Exploring scenarios for linking biodiversity, ecosystem services and adaptive action.
The overall aim of EcoShift is to identify the linkages between ecosystem shifts, biodiversity-and ecosystem services, and local adaptations. Thus, creating scenarios of plausible future changes for the arctic tundra of the Norwegian Arctic and compare these with scenarios developed in multiple sites in the Arctic.
The Arctic is warming 2-3 times faster than the rest of the planet, with unforeseen consequences for biological diversity, ecosystem services and human well-being3. Arctic warming may cause abrupt ecosystem shifts by changing the negative feedback mechanisms that regulates ecological states.
Long-term paleoecological records demonstrate that climate change is an important driver of vegetation change, but also human land use may be important. Satellite remote sensing has revealed increased “greening” and shrub-dominance in large parts of the Arctic, while “browning”, i.e. reduced plant productivity and biomass, is occurring in some places.
These disparate trends may be related to hydrology, permafrost, snow cover and land forms. Large herbivores such as reindeer and moose has previously been documented to counteract shrubification and tree expansion in the Arctic, but the evidence of their impact on ecosystem shifts remains inconclusive. Moreover, field studies on herbivores identify shifts in tundra vegetation from lichen, moss and to more productive vegetation such as grasses and herbs.
Climate-and herbivore-related shifts resulting in new “ecologial states” could be either good or bad depending on the values people ascribe to their associated ecosystem services (i.e. benefits that people derive from nature) and their long-term capacity to support biological diversity and ecosystem services.
Understanding the linkage between ecological states and the functional traits and ecosystem services associated, are crucial for understanding societal consequences of climate-related impacts, and thus for identifying mitigation and adaptation actions for responding to climate change.

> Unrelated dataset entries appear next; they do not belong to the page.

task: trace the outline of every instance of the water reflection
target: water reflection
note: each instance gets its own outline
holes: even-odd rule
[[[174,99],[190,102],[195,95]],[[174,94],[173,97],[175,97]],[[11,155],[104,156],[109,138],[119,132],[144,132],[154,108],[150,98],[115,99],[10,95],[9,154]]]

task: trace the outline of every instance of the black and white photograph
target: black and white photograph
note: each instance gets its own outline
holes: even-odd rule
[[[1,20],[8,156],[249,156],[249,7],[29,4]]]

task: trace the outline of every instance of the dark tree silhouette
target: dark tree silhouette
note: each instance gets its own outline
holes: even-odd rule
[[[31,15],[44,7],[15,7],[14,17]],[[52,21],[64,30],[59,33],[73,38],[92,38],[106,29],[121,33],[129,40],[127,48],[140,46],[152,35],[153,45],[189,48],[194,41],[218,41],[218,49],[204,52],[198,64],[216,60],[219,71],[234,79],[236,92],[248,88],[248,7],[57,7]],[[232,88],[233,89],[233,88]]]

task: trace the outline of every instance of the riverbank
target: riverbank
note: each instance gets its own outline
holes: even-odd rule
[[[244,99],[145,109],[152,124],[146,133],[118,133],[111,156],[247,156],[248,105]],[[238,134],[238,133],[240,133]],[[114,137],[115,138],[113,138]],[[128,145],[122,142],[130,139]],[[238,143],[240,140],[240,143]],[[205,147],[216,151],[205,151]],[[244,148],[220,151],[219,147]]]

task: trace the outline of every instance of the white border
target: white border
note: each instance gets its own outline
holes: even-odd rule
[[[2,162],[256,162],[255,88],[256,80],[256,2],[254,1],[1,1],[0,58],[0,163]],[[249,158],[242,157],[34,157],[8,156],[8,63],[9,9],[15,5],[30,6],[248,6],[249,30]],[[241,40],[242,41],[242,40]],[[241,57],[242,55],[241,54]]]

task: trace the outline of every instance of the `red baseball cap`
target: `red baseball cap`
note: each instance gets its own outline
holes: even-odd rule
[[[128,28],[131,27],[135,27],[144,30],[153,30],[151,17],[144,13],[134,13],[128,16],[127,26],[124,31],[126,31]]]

The many uncertainties about the causal linkages between ecosystems, biological diversity, ecosystem services and adaptation, is a crucial knowledge gap for predicting climate-related impacts and thereby the action we need to take at multiple levels of governance. EcoShift will use scenarios as a tool to tie together the diverse knowledges and expertise to understand broad-scale ecosystem shifts associated with climate-related impacts, herbivory and other land use changes, and their implications for society.
EcoShift will, in collaboration with the project FATE, employ scenario methodologies to synthesize our current understanding of broad-scale transitions of vegetation and their linkages to biological diversity, ecosystem services, local well-being and adaptations. We build these scenarios on literature review, systematic expert elicitation, and data from the FATE team based on paleoecological data, experimental and observational studies, and ethnographic data on indigenous-and local knowledge. Spatial forecasts derived from the scenarios will be tested using ground truth data from both EsArctic and from the socio-ecological monitoring section of the research porject COAT.